Today, life expectancy is 87. Meaning a recipient is expected to draw benefits for an average of 22 years. This has made the program far more costly than originally intended.

Medicaid:
Medicaid, at the time, was designed for the poor. Today, people can qualify for Medicaid if they have a monthly income of less than $2000. Since this is calculated after taxes, one could qualify for Medicaid if one earns as much as $30K per year. Hardly poor. 

Medicaid has expanded tremendously since 2000. There are several underlying reasons:
1) The Medicare Prescription Drug Affordability Act of 2003 expanded medications covered under Medicaid (and Medicare, too). Now, with no financial responsibility, patients can get all the Medicines they want.
This act was passed by all but one Democrat voting for it in the Congress, and a few turncoat Republicans. The Senate vote was substantially similar in makeup.
This was one of the handful of mistakes that President Bush made - by signing it into law.
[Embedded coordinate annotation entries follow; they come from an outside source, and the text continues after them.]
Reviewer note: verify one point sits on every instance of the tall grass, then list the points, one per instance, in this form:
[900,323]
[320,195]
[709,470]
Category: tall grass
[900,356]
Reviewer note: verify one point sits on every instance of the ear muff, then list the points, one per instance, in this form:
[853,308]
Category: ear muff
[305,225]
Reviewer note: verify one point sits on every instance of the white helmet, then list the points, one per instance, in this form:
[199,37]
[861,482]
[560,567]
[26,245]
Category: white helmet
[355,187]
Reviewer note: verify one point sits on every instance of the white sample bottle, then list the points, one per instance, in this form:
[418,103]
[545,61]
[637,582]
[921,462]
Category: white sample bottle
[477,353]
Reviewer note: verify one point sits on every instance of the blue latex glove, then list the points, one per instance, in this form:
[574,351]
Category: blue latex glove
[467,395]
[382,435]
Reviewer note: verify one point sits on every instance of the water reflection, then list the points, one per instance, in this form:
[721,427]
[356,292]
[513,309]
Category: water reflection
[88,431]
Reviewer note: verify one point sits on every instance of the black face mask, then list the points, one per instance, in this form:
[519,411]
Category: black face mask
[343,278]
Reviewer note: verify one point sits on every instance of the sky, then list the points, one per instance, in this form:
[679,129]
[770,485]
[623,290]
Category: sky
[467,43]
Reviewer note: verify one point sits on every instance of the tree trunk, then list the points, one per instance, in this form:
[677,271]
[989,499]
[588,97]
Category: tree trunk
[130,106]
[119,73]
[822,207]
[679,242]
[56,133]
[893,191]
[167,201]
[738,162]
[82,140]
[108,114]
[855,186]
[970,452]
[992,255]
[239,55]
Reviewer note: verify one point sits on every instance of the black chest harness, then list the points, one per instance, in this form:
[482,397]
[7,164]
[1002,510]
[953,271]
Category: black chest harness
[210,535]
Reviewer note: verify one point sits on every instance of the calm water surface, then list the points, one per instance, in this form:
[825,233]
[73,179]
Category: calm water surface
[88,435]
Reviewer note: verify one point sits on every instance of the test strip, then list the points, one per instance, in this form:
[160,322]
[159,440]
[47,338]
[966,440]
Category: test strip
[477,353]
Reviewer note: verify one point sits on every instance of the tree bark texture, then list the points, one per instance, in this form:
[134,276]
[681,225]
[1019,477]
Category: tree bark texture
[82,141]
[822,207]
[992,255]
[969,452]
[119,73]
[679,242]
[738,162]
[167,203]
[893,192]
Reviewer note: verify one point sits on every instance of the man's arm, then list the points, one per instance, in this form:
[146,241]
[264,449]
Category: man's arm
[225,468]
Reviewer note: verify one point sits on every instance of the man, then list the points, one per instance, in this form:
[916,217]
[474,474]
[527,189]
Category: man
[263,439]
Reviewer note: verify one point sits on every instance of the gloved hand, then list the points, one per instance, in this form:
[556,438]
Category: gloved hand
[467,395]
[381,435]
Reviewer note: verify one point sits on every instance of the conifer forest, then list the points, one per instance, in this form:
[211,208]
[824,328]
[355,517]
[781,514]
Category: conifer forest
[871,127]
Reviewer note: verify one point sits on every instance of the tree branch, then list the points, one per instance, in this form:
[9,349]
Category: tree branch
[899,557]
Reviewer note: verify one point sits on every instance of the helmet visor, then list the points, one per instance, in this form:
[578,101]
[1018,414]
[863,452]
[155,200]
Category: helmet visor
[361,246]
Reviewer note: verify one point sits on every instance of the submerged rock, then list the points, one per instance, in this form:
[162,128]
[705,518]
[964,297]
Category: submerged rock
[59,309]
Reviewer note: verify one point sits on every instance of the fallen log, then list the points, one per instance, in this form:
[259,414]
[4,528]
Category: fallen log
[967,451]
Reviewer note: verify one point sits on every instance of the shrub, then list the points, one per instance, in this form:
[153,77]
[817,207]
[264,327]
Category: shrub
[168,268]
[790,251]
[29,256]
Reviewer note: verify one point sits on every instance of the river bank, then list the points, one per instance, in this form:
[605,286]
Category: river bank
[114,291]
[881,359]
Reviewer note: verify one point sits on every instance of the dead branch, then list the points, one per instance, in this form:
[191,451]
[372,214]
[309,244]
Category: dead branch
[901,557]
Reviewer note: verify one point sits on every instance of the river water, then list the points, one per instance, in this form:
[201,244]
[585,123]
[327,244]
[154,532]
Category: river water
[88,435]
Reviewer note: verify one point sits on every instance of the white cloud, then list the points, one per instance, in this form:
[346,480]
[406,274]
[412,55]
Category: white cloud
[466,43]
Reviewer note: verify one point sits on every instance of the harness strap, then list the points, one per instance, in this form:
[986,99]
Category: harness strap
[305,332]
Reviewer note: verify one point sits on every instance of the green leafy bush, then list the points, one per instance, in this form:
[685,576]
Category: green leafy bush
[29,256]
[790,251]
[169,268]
2) Congress, seeing how quickly the program was expanding (along with Medicare), enacted a plan to reduce the spending. The Deficit Reduction act of 2005 was their answer. As always, it is impossible to undo the new laws and new tax burdens. The new law did slow growth - by limiting coverages (just like the insurance companies do when they want to preserve their *gasp* profits).

And the limitations on coverages have made the product (Medicaid / Medicare) worse for its consumers. 

To add insult to injury, Medicaid has continued to grow.

Yes - it covers less, and still is growing out of control!

3) Medicaid is not run solely by the Federal government. Medicaid is funded predominantly by the Federal Government, but is operated (and partially funded) by the states.
This is like having the fox run the hen house!
States, in opposition to the Deficit Reduction Act, have been legislating like wildfire, to keep their Federal money flowing in. More Medicaid abuses and fraud have been the result.


Result

We have yet to see the final result, but the fact is that we cannot afford Medicare and Medicaid any more.
We cannot afford the 2010 health care mandates.

We can afford going back to the old fashioned way of doing things.
We can afford traditionally underwritten insurance.

And I know - there will be rioting in the streets when the government no longer provides insurance.

My only questions:
1) Where in the Constitution is government funded health care even permitted?
2) When will the current government operations actually go belly-up?
3) For those that believe in the government providing all, would you please name one thing the government has run well? Or even correctly?
I've only ever seen the government run things into the ground.